Yes, they’re generous in bloom, and yes, they come in a good range of colours. They flower for an incredibly long time, provided they don’t get too dry. Indeed they’d likely flower nearly all year in a frost-free temperate climate, with a little summer irrigation.
But I just can’t seem to love them. There’s often too much foliage for the amount of flower they offer, and the foliage is without any distinction, making little or no contribution to a planting. And while I’m a total sucker for tubular flowers that taper up a vertical stem (like foxgloves, for instance), the flowers on too many penstemons are overly chunky and congested, making for good colour presentation but with no grace or elegance.
Enter Penstemon ‘Blackbird’. The foliage has a narrow, willowy quality that earns the plant a few entry-level elegance points. And the flowers are a rare perfect match, presenting as slender tubes that flare open at the end, but with such open, free spacing that you’re more likely to engage with the sides of individual flowers as well as the flared ends, than you do with the fatter-flowered forms, in which you’re much more restricted to looking into their wide-open mouths. In most of these latter forms, the leaves present as a smug tump, and the flowers hover, disconnected, overhead, but with Penstemon ‘Blackbird’, the leaves rise up the vertical flowers stems in places to play a little amongst the flowers, topping out at about 1.2m.

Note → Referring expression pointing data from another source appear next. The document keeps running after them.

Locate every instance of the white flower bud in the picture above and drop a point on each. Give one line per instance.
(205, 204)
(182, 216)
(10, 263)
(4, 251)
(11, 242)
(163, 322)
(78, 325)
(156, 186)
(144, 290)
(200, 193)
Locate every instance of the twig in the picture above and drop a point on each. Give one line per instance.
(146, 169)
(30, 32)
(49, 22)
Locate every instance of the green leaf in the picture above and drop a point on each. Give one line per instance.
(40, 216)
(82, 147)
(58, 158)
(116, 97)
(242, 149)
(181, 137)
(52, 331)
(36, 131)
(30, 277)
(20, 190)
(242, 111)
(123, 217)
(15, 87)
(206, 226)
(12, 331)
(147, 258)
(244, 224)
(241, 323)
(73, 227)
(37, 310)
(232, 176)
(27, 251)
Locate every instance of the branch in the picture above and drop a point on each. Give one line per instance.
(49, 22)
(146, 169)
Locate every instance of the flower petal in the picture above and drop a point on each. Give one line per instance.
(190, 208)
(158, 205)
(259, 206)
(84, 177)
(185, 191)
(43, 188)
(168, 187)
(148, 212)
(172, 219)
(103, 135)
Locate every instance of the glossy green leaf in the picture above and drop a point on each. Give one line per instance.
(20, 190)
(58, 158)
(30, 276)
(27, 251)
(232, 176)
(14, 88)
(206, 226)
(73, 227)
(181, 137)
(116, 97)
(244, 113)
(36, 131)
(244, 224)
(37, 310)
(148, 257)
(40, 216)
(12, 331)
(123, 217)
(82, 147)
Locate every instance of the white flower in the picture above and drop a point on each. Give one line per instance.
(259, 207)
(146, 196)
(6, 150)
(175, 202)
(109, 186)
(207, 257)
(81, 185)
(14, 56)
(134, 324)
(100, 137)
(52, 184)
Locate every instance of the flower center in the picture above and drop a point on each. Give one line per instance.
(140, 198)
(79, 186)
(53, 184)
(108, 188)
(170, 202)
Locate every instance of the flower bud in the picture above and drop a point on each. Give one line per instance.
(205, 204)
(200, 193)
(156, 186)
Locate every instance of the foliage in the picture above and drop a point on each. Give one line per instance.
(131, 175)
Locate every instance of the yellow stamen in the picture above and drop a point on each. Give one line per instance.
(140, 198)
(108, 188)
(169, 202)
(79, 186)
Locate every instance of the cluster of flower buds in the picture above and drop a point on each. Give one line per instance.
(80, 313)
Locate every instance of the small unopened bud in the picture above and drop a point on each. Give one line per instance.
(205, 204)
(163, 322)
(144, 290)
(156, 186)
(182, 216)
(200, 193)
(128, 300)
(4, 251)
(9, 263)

Then, of course, there’s that wonderfully rich plum colouring, undiluted by spots or blotches of white, creating a fabulous bass-note in either a safe and tasteful pink and mauve colour scheme, or a racier, hot one.
All good reasons why, if I’m tempted to (or in the case of unavailability of other stuff, forced to) use a penstemon in perennial plantings, Penstemon ‘Blackbird’ is the only one l ever specify.